The evolution of the supply chain, or reflections on Docker, deb, jar and more
One day, I decided to write an article about the delivery of docker and deb packages in the form of containers, but when I started, for some reason I suffered in the distant days of the first personal computers and even calculators. In general, instead of dry comparisons of docker and deb, these are the thoughts on evolution, which I present to your court.
Any product, whatever it is, must somehow get to the product servers, must be configured and launched. This article will be about this.
I will reflect in the historical context, “what I see - that I sing”, what I saw when I started to write code and what I’m observing now, what we ourselves are using at the moment and why. The article does not pretend to be a full-fledged study, some points are missing, this is my personal view of what was and what is now.

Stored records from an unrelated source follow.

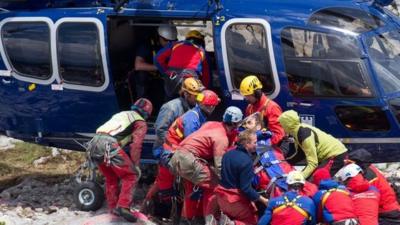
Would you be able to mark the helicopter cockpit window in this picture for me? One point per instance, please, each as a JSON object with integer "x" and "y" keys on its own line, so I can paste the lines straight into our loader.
{"x": 79, "y": 55}
{"x": 384, "y": 52}
{"x": 321, "y": 64}
{"x": 363, "y": 118}
{"x": 247, "y": 52}
{"x": 27, "y": 46}
{"x": 349, "y": 19}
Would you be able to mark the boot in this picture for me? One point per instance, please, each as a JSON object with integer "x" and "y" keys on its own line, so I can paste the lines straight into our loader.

So, in the good old days ... the earliest delivery method that I found was with tape cassettes. I had a computer BK-0010.01 ...
The Age of Calculators
No, there was an even earlier point, there was also a MK-61 and MK-52 calculator .
So, when I had MK-61 , the way to transfer the program was to use a regular piece of paper in a box on which the program was recorded, which, if necessary, was manually written to the calculator. If you want to play (yes, even there were games on this antediluvian calculator), you sit down and enter the program in the calculator. Naturally, when the calculator was turned off, the program went into oblivion. In addition to calculator codes written out on paper personally, the programs were published in the magazines Radio and Technique of Youth, as well as in books of that time.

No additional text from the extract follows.